The resistance forms. The formation of unions, in much of the Western world throughout the 1700's and 1800's, was illegal. The Tolpuddle Martyrs, for example, were a group of agricultural semi-union members who were banished from England for standing up for worker's rights in an intolerant era.
Labor gains momentum. The abolition of child labour marked a giant victory for the labor movement across different countries in the early 20th century. As time went on, labor parties and groups managed to improve working conditions, battle corporate corruption, and save the lives of countless workers across the globe.
The movement meets opposition. In right-leaning Western countries such as the United States, large corporations and social stratification played their hands against the labor movement. While enduring success for a long time, eventually the workers across the nation made their point when unemployment skyrocketed with the Great Depression of the 1930's and 40's.
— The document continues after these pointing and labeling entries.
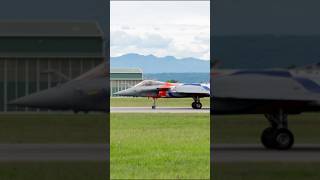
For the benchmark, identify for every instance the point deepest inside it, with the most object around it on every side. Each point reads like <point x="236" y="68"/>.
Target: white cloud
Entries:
<point x="178" y="29"/>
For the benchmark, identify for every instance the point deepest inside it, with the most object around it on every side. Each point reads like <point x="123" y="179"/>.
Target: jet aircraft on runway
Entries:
<point x="158" y="89"/>
<point x="274" y="93"/>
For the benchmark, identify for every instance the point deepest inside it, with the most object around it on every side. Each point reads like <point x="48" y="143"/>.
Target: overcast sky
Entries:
<point x="161" y="28"/>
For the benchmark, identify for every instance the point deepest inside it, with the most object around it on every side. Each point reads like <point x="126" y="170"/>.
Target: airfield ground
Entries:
<point x="161" y="102"/>
<point x="164" y="145"/>
<point x="53" y="170"/>
<point x="267" y="171"/>
<point x="160" y="146"/>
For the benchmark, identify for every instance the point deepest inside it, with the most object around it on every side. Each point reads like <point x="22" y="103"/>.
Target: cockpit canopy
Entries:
<point x="149" y="83"/>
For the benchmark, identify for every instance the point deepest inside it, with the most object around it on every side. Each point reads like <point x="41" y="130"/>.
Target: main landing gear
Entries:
<point x="196" y="104"/>
<point x="278" y="136"/>
<point x="154" y="103"/>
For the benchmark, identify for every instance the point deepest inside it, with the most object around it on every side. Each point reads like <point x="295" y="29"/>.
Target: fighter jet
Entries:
<point x="158" y="89"/>
<point x="88" y="92"/>
<point x="274" y="93"/>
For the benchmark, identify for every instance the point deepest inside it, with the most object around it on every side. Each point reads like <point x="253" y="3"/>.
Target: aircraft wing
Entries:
<point x="265" y="87"/>
<point x="193" y="89"/>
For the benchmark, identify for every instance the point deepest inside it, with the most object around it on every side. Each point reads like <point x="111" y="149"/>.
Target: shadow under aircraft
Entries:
<point x="274" y="93"/>
<point x="88" y="92"/>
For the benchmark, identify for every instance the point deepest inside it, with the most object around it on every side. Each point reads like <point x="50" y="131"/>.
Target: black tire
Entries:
<point x="267" y="138"/>
<point x="198" y="105"/>
<point x="193" y="105"/>
<point x="284" y="139"/>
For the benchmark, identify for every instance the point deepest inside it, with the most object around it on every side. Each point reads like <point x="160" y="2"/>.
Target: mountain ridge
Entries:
<point x="166" y="64"/>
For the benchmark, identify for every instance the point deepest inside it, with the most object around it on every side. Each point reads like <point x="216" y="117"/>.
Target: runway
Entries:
<point x="257" y="153"/>
<point x="158" y="110"/>
<point x="53" y="152"/>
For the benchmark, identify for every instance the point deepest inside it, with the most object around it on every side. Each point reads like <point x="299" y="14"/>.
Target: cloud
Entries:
<point x="148" y="40"/>
<point x="142" y="27"/>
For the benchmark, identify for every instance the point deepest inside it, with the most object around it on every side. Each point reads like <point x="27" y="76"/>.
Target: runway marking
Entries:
<point x="158" y="110"/>
<point x="257" y="153"/>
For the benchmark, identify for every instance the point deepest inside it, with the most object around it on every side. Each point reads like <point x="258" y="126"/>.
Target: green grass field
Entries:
<point x="53" y="170"/>
<point x="161" y="102"/>
<point x="53" y="128"/>
<point x="160" y="146"/>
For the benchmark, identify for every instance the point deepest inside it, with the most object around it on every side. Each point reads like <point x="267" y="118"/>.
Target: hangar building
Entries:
<point x="39" y="55"/>
<point x="124" y="78"/>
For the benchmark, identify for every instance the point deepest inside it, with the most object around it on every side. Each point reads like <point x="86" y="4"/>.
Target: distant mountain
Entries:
<point x="168" y="64"/>
<point x="180" y="77"/>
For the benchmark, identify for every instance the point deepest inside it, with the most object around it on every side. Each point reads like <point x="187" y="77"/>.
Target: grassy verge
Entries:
<point x="161" y="102"/>
<point x="160" y="146"/>
<point x="53" y="170"/>
<point x="266" y="171"/>
<point x="53" y="128"/>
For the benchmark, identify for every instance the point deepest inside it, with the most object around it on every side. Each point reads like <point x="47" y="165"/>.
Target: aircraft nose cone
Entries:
<point x="127" y="92"/>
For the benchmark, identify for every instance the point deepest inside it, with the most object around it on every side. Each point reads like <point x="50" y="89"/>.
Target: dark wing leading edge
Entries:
<point x="265" y="87"/>
<point x="193" y="90"/>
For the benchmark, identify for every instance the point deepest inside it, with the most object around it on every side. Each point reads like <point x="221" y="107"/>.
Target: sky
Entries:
<point x="285" y="17"/>
<point x="160" y="28"/>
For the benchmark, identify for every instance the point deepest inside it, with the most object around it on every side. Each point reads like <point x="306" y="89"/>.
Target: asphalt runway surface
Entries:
<point x="99" y="152"/>
<point x="257" y="153"/>
<point x="158" y="110"/>
<point x="53" y="152"/>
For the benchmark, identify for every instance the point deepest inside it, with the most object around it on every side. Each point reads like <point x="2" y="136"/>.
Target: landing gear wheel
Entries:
<point x="193" y="105"/>
<point x="283" y="139"/>
<point x="267" y="138"/>
<point x="196" y="105"/>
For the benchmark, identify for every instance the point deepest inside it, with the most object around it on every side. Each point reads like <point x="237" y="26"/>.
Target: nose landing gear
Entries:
<point x="196" y="104"/>
<point x="278" y="136"/>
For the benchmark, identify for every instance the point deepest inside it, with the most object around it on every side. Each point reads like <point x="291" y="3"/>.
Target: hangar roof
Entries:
<point x="125" y="70"/>
<point x="126" y="74"/>
<point x="49" y="29"/>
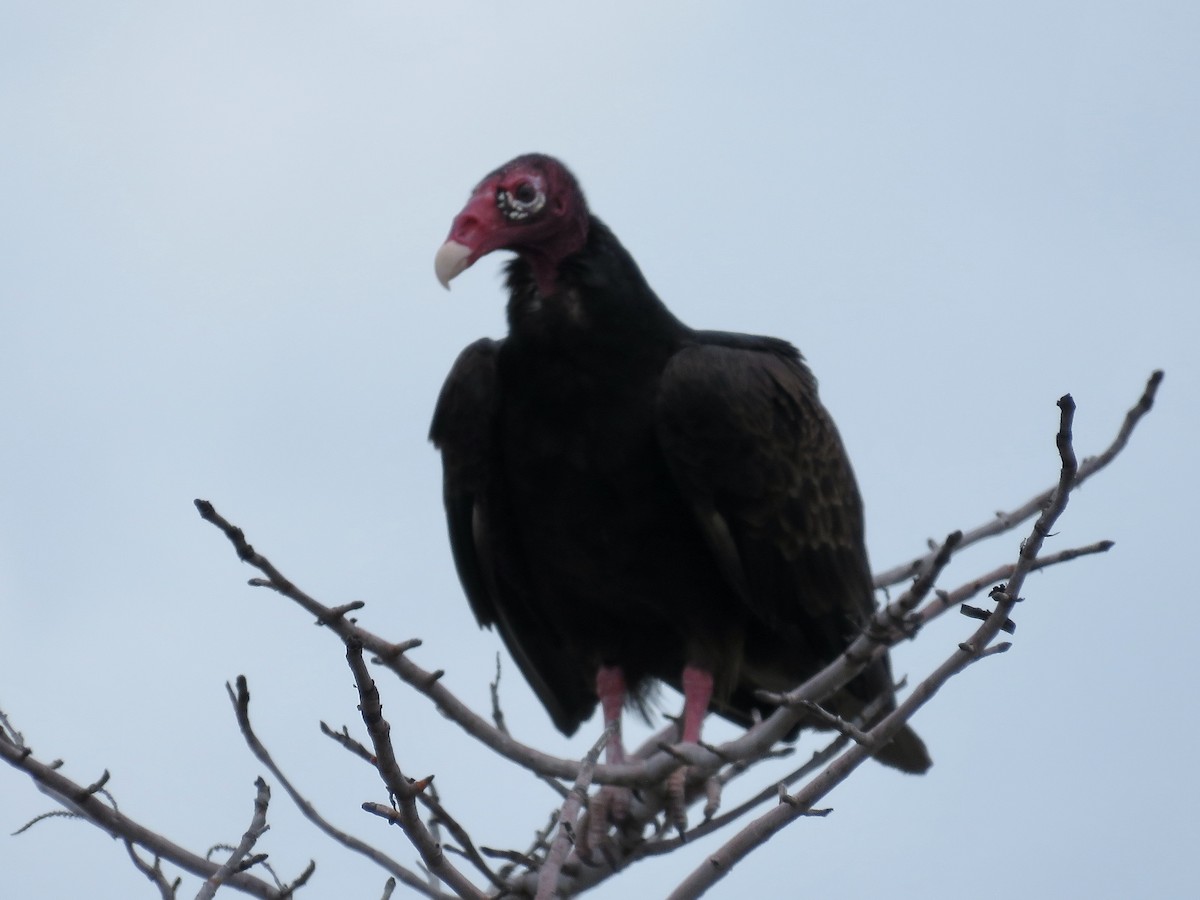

A new era of public regulation and worker's rights began.
Labor Day becomes law. The first Labor Day was observed on August 26, 1878 by the Central Labor Union of Boston, Massachusetts. In 1894, Labor Day became an official holiday of the United States of America by a unanimous vote of Congress. Under President Cleveland, the hostility between the labor union and government was something that needed to be addressed, and Labor Day was the result of that.
In the end, the history of Labor Day has been marked as the answer to what would have become a worker's revolution in the United States. The treatment of workers and union members in America was so horrible that it took massive, peaceful demonstrations to set things right. Regardless of how it happened, it's always important to be thankful that Labor Day transformed American society the way it did.